Flowers Gallery announced that British gallerist Angela Flowers died on 11th August 2023, at the age of 90. Angela Flowers, founder of Flowers Gallery, was a staunch supporter of contemporary art and artists, who pioneered an original and distinctive path through the British art scene for more than five decades.
On February 10, 1970 Angela Flowers opened her first eponymous gallery space in London on Lisle Street, above the Artists International Association (AIA), a cooperative of artists who offered the space rent-free in exchange for commission. From the beginning, Angela was dedicated to presenting the work of younger British artists, which she considered to be under-represented in the commercial galleries of the 1970s. Derek Hirst, Jeff Nuttall, Penelope Slinger, Ian Breakwell, Jeanne Masoero and Nancy Fouts were among the first artists shown in the space; and she presented the first solo exhibition by Tom Phillips in the initial year. Several artists whose work was featured at this time, including duo Boyd & Evans, David Hepher, and John Loker remain represented by the gallery today. The initial exhibitions also included Postcard Show, for which Angela commissioned original works of art to be made into postcards by artists including Joseph Beuys, David Hockney, Richard Hamilton and Peter Blake.
The gallery moved to Portland Mews, Soho in 1971, then to Tottenham Mews in 1978, where it remained for ten years. Angela Flowers continued her pioneering approach to championing under-acknowledged artists through iniatives such as the still-running programme Artist of the Day, in which participants are selected for a series of one-day exhibitions by a renowned contemporary artist. In 1988 the gallery added an east end venue, Flowers East in Hackney, which was at the time the largest commercial gallery space in London, expanding further in 1991, with two vast exhibition spaces to put on a programme of acclaimed thematic shows, such as The Thatcher Years, and Contemporary Portraits, in which Angela placed work by well-known and celebrated artists alongside emerging names. By 1989, her son Matthew Flowers, who had worked at the gallery since 1975 became Managing Director, working closely together. The east end space subsequently moved to Shoreditch in the 2000s alongside the opening of the current west end space on Cork Street, Mayfair.
From 1998 Flowers Gallery expanded internationally, opening in Los Angeles at Santa Monica’s Bergamot Station Arts Center. Its US operations moved to New York in 2003, initially uptown on Madison Avenue, and then in 2009 to Chelsea where it remained for 10 years. In 2020, a new space was opened in central Hong Kong to coincide with the 50 year anniversary of the gallery.
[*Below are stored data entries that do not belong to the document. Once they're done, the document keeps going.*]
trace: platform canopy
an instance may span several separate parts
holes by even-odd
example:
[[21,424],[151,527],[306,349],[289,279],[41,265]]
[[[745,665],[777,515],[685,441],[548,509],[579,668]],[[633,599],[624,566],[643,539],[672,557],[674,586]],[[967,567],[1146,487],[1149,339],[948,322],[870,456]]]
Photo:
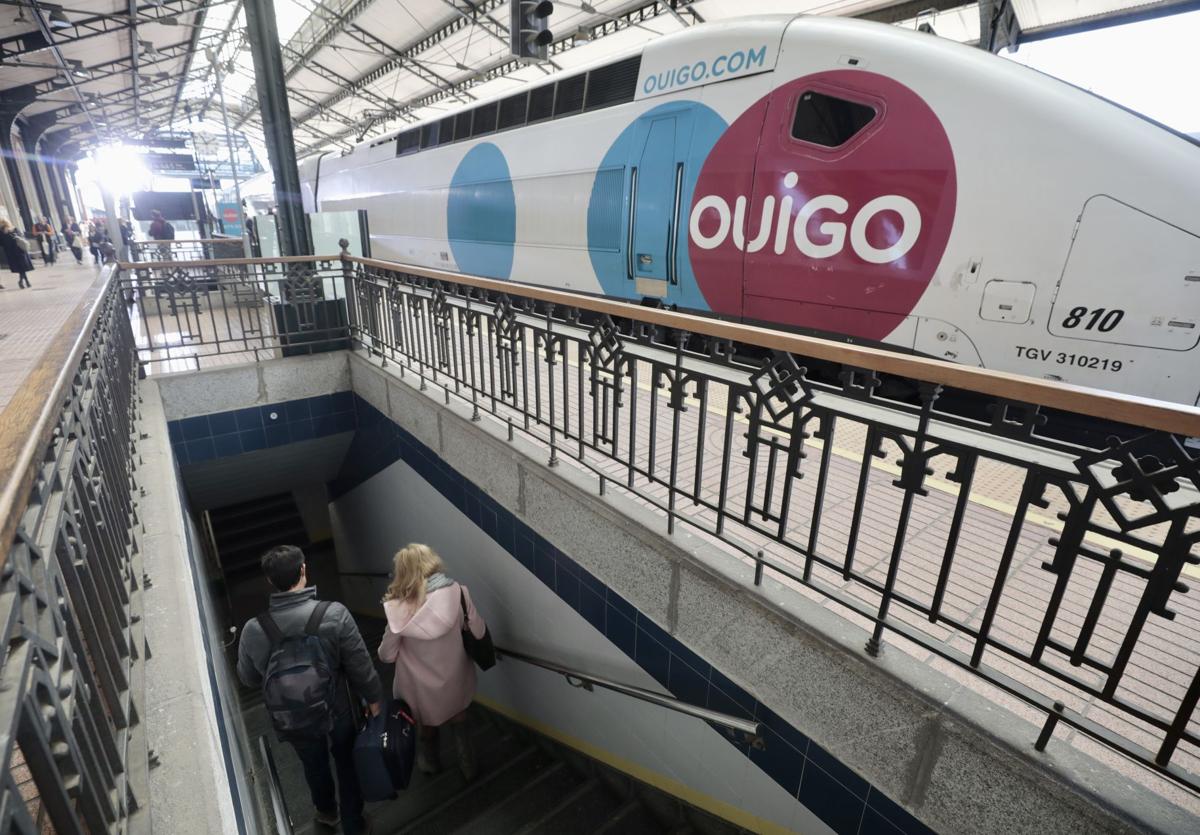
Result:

During this half-century milestone, two London exhibitions (50 x 50 and Fifty Years) celebrated the gallery history of more than 900 exhibitions, and representation of more than 50 international artists and artist’s estates.
Alongside the galleries, Angela began staging seasonal exhibitions out of her longtime, beloved home in Rosscarbery, West Cork, Ireland in 1985, with an inaugural exhibition by William Crozier and subsequent shows by arists including Nicola Hicks. The summer programme at Rosscarbery ran nearly every summer for 15 years, with occasional exhibitions produced until recent years.
Angela Mary Flowers (née Holland) was born in Croydon, UK in December 1932. She attended the Guildhall School of Music and Drama in London, and was an accomplished musician, with initial plans for a career as a singer. She married her first husband, the late portrait and advertising photographer Adrian Flowers in 1952, with whom she had four children Adam, Matthew, Francesca and Daniel; and subsequently married the late journalist Robert Heller in 2003, proposing to both Adrian and Bob on leap years. Angela and Bob had one daughter, Rachel Heller, who was born with Down’s syndrome in 1973. Angela devoted herself to Rachel, who is recognized as a talented artist in her own right, and they became life-long companions.
Angela was introduced to art collecting by her parents, who encouraged a visit to the studios of the artists of St. Ives in the 1950s. This ignited her passion for the work of living artists, and was the catalyst for a burgeoning collection of emerging art. Throughout her lifetime, she remained an avid supporter of artists, accumulating an extensive personal collection which filled the walls of every home she lived in. She was a fellow of the Royal College of Art, and a member of numerous exhibition juries and committees, including the executive committee of the Society of London Art Dealers, and the John Kobal foundation.
Angela Flowers is survived by her five children, thirteen grandchildren and three great-grandchildren.